Estate of Wilson
59 N.Y.2d 461, 452 N.E.2d 1228, 465 N.Y.S.2d 900 (1983)
Wilson created a charitable
trust in his will to pay for the
education of boys that graduated from a Canastota High School.
The operative word is
'boys', so no money went to female graduates.
11 years later someone
complained to the US Department of Education that the trust violated the Title
IX section of the 20 U.S.C.
§ 1681, which prevented gender
discrimination in schools.
Although the trust was
private, it required the cooperation of the superintendent to provide
names of those worthy of scholarships, and so if became a Title IX issue.
Canastota stopped providing
the names of potential scholarship graduates to the trustee. The trustee
initiated a proceeding to determine the validity of the trust.

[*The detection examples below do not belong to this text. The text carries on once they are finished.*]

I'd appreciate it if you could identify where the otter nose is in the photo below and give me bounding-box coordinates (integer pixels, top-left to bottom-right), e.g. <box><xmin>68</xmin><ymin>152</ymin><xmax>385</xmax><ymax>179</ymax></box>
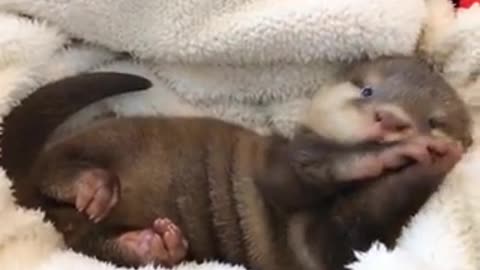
<box><xmin>375</xmin><ymin>110</ymin><xmax>411</xmax><ymax>132</ymax></box>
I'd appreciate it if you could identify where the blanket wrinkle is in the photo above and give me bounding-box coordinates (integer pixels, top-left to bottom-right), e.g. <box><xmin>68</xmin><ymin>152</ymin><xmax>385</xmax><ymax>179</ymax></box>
<box><xmin>0</xmin><ymin>0</ymin><xmax>425</xmax><ymax>64</ymax></box>
<box><xmin>0</xmin><ymin>0</ymin><xmax>480</xmax><ymax>270</ymax></box>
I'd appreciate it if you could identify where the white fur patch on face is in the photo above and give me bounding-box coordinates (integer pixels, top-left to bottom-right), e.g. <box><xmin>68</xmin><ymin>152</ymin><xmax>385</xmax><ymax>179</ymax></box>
<box><xmin>303</xmin><ymin>82</ymin><xmax>374</xmax><ymax>143</ymax></box>
<box><xmin>376</xmin><ymin>104</ymin><xmax>418</xmax><ymax>143</ymax></box>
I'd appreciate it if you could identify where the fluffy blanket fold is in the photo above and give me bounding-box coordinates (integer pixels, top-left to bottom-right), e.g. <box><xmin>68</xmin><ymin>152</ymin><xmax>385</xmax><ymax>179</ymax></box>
<box><xmin>0</xmin><ymin>0</ymin><xmax>480</xmax><ymax>270</ymax></box>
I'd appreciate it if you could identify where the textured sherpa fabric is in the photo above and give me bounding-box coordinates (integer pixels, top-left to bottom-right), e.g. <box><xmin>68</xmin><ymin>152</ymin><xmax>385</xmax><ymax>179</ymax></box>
<box><xmin>0</xmin><ymin>0</ymin><xmax>425</xmax><ymax>64</ymax></box>
<box><xmin>0</xmin><ymin>0</ymin><xmax>480</xmax><ymax>270</ymax></box>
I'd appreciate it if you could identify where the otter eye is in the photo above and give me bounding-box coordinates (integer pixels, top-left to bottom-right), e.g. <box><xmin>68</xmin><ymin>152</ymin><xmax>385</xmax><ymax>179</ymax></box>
<box><xmin>428</xmin><ymin>118</ymin><xmax>444</xmax><ymax>129</ymax></box>
<box><xmin>362</xmin><ymin>86</ymin><xmax>373</xmax><ymax>97</ymax></box>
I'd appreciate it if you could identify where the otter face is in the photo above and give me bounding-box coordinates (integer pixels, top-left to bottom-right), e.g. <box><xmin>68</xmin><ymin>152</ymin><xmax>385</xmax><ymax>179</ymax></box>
<box><xmin>304</xmin><ymin>57</ymin><xmax>472</xmax><ymax>148</ymax></box>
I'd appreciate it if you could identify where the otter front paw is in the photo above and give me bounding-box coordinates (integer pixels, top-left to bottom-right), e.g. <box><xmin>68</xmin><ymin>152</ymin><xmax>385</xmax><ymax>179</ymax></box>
<box><xmin>75</xmin><ymin>168</ymin><xmax>119</xmax><ymax>222</ymax></box>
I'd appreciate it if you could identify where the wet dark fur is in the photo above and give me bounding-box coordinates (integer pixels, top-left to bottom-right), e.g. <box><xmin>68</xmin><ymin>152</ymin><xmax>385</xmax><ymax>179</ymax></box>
<box><xmin>1</xmin><ymin>57</ymin><xmax>469</xmax><ymax>270</ymax></box>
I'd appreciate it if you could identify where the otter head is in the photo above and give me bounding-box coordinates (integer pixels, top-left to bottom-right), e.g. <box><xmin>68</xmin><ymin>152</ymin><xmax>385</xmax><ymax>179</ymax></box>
<box><xmin>304</xmin><ymin>57</ymin><xmax>472</xmax><ymax>149</ymax></box>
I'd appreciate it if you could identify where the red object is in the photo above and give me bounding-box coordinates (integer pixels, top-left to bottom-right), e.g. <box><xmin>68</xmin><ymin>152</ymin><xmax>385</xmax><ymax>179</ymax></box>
<box><xmin>458</xmin><ymin>0</ymin><xmax>480</xmax><ymax>8</ymax></box>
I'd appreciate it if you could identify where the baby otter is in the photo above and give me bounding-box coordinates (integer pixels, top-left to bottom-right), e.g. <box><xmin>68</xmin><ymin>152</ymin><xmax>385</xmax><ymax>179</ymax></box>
<box><xmin>1</xmin><ymin>57</ymin><xmax>472</xmax><ymax>270</ymax></box>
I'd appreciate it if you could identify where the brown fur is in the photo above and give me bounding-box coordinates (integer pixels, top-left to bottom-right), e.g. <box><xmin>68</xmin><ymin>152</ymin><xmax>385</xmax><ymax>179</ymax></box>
<box><xmin>2</xmin><ymin>58</ymin><xmax>471</xmax><ymax>270</ymax></box>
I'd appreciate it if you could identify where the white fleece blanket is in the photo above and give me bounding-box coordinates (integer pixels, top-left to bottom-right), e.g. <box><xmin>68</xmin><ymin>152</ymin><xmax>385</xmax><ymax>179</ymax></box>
<box><xmin>0</xmin><ymin>0</ymin><xmax>480</xmax><ymax>270</ymax></box>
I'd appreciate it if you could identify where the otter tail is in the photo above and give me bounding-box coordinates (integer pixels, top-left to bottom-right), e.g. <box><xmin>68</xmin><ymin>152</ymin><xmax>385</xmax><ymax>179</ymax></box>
<box><xmin>0</xmin><ymin>72</ymin><xmax>151</xmax><ymax>179</ymax></box>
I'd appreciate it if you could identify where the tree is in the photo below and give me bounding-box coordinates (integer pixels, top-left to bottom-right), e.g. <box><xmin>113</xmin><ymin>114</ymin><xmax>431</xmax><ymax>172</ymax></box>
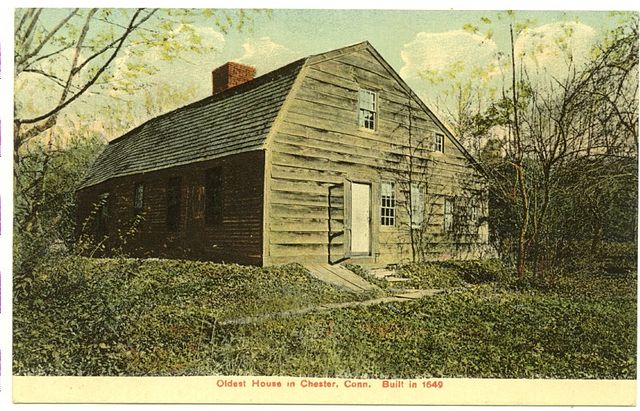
<box><xmin>13</xmin><ymin>8</ymin><xmax>252</xmax><ymax>282</ymax></box>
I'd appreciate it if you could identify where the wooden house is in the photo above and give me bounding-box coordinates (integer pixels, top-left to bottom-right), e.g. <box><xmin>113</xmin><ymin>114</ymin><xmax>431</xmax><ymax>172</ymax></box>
<box><xmin>77</xmin><ymin>42</ymin><xmax>488</xmax><ymax>265</ymax></box>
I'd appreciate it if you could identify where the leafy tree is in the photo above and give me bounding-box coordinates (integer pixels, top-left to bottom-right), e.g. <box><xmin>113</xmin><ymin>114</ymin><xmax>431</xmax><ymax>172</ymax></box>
<box><xmin>13</xmin><ymin>8</ymin><xmax>253</xmax><ymax>283</ymax></box>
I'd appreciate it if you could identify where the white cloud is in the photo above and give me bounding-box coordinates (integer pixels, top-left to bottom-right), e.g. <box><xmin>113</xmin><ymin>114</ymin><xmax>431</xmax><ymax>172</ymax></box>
<box><xmin>234</xmin><ymin>37</ymin><xmax>301</xmax><ymax>75</ymax></box>
<box><xmin>400</xmin><ymin>30</ymin><xmax>498</xmax><ymax>79</ymax></box>
<box><xmin>514</xmin><ymin>21</ymin><xmax>596</xmax><ymax>76</ymax></box>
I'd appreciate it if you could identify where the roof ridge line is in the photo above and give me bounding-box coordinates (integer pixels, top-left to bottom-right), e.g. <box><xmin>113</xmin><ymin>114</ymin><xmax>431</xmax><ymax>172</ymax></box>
<box><xmin>108</xmin><ymin>56</ymin><xmax>309</xmax><ymax>145</ymax></box>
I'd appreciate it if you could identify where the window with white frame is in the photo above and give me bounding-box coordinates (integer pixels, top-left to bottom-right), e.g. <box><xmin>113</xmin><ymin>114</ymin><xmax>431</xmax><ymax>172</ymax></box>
<box><xmin>434</xmin><ymin>133</ymin><xmax>444</xmax><ymax>153</ymax></box>
<box><xmin>411</xmin><ymin>183</ymin><xmax>424</xmax><ymax>228</ymax></box>
<box><xmin>358</xmin><ymin>90</ymin><xmax>378</xmax><ymax>130</ymax></box>
<box><xmin>443</xmin><ymin>197</ymin><xmax>455</xmax><ymax>233</ymax></box>
<box><xmin>380</xmin><ymin>181</ymin><xmax>396</xmax><ymax>226</ymax></box>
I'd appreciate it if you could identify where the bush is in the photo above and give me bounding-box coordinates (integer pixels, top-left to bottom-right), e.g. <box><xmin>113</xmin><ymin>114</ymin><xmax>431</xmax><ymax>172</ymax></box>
<box><xmin>14</xmin><ymin>257</ymin><xmax>368</xmax><ymax>375</ymax></box>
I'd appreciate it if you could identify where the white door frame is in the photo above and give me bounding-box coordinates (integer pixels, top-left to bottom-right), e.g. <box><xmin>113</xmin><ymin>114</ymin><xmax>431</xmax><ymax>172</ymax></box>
<box><xmin>345</xmin><ymin>180</ymin><xmax>373</xmax><ymax>257</ymax></box>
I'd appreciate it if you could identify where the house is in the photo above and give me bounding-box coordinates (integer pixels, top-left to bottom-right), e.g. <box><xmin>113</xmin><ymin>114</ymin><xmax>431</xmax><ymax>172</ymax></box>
<box><xmin>76</xmin><ymin>42</ymin><xmax>488</xmax><ymax>265</ymax></box>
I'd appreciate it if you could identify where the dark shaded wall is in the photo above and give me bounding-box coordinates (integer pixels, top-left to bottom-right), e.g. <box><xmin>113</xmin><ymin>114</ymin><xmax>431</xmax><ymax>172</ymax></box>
<box><xmin>76</xmin><ymin>151</ymin><xmax>264</xmax><ymax>265</ymax></box>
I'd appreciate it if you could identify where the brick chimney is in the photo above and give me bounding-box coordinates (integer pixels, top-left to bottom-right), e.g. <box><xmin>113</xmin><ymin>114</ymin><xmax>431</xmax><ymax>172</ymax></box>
<box><xmin>211</xmin><ymin>61</ymin><xmax>256</xmax><ymax>94</ymax></box>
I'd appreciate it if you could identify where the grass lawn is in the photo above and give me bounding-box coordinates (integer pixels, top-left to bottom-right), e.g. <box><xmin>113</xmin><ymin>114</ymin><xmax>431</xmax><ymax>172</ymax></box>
<box><xmin>14</xmin><ymin>258</ymin><xmax>637</xmax><ymax>379</ymax></box>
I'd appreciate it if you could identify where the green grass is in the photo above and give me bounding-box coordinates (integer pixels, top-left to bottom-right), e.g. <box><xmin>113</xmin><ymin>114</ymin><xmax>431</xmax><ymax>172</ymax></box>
<box><xmin>14</xmin><ymin>259</ymin><xmax>637</xmax><ymax>379</ymax></box>
<box><xmin>14</xmin><ymin>257</ymin><xmax>372</xmax><ymax>375</ymax></box>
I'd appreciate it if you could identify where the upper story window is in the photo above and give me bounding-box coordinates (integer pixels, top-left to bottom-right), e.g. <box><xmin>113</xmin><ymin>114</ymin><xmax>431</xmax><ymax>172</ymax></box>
<box><xmin>434</xmin><ymin>133</ymin><xmax>444</xmax><ymax>153</ymax></box>
<box><xmin>358</xmin><ymin>89</ymin><xmax>378</xmax><ymax>130</ymax></box>
<box><xmin>380</xmin><ymin>181</ymin><xmax>396</xmax><ymax>226</ymax></box>
<box><xmin>133</xmin><ymin>183</ymin><xmax>144</xmax><ymax>213</ymax></box>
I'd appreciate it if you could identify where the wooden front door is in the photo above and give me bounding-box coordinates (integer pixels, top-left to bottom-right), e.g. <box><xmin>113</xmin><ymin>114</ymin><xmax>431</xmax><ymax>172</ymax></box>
<box><xmin>350</xmin><ymin>183</ymin><xmax>371</xmax><ymax>255</ymax></box>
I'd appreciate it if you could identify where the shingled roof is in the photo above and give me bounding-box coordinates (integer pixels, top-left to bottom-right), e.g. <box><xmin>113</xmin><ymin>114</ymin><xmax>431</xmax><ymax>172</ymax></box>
<box><xmin>80</xmin><ymin>59</ymin><xmax>306</xmax><ymax>188</ymax></box>
<box><xmin>79</xmin><ymin>41</ymin><xmax>484</xmax><ymax>189</ymax></box>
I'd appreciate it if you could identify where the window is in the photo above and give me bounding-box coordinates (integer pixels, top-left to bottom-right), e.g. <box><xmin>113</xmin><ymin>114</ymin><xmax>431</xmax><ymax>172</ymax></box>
<box><xmin>443</xmin><ymin>197</ymin><xmax>455</xmax><ymax>233</ymax></box>
<box><xmin>167</xmin><ymin>177</ymin><xmax>180</xmax><ymax>231</ymax></box>
<box><xmin>133</xmin><ymin>183</ymin><xmax>144</xmax><ymax>214</ymax></box>
<box><xmin>96</xmin><ymin>192</ymin><xmax>109</xmax><ymax>237</ymax></box>
<box><xmin>434</xmin><ymin>133</ymin><xmax>444</xmax><ymax>153</ymax></box>
<box><xmin>411</xmin><ymin>183</ymin><xmax>424</xmax><ymax>228</ymax></box>
<box><xmin>204</xmin><ymin>168</ymin><xmax>223</xmax><ymax>226</ymax></box>
<box><xmin>358</xmin><ymin>90</ymin><xmax>377</xmax><ymax>130</ymax></box>
<box><xmin>380</xmin><ymin>181</ymin><xmax>396</xmax><ymax>226</ymax></box>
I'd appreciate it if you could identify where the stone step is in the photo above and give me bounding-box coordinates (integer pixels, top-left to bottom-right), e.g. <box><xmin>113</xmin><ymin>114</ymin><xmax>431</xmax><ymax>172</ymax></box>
<box><xmin>304</xmin><ymin>264</ymin><xmax>378</xmax><ymax>292</ymax></box>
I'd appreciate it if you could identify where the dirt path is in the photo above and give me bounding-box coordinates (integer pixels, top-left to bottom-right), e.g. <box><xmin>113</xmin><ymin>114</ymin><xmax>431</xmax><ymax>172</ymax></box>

The Trial Court found that the
trust violated no Federal Statute or regulation prohibiting gender
discrimination. Somebody appealed.
The Appellate Court modified
the Trial Court's ruling, but basically affirmed. Somebody appealed.
The Appellate Court found
that the superintendent should be out of the loop, so they modified the
provision of the trust so that male students could apply to the trustee
directly.
Around the same time, a second
case with similar facts arose:
In Estate of Johnson, Johnson created a trust to be applied to
creating scholarships for male students. The trustees were to be the
Board of Education and the Principal of the high school. The school
balked at the provision and refused to participate.
The Trial Court in Johnson decided to replace the Board of Education and
Principal with a private trustee.
The Appellate Court in Johnson felt that this amounted to the State sanctioning
gender discrimination and overturned the Trial Court, deciding instead to
go with the original language of the trust, but replace the word 'men'
with 'students' to make it a gender-neutral scholarship administered by
the school.
The New York Supreme Court
consolidated the two cases.
The New York Supreme Court
affirmed Wilson and reversed Johnson.
Basically, in Wilson the New
York Supreme Court said that, as long as the school wasn't directly
involved, the trust and scholarship was a completely private endeavor and
wasn't covered by Title IX or the
14th Amendment.
"The 14th
Amendment does not require that the
State exercise the full extent of its power to eradicate private
discrimination. It is only when the State itself discriminates, compels
another to discriminate, or allows another to assume its function and
discriminate that such discrimination will implicate the
amendment."
The New York Supreme Court
said that a trust couldn't fail because of the lack of a trustee. In
Johnson, the problem was that the school refused to administer the trust
as written. The proper action was to replace the trustee (the school)
with someone willing to do the job (a private trustee), not to modify the
terms of the trust.
Modifying the terms of a
trust because it is impossible to meet them as written is known as cy
pres, and should only be done as a
last resort.
Cy pres is only available for charitable
trusts. You could never use cy
pres to fix a personal
trust.
In Johnson (as well as
Wilson), the courts could have met the intent of the settlor by appointing a different trustee. This was
a better solution than changing the terms of the trust to something the settlors didn't intend.
The Court had a good public
policy reason for wanting to find these trusts were valid. There were
many more trusts that benefited girls than benefited boys, and the
decision in this case could have invalidated all of those trusts.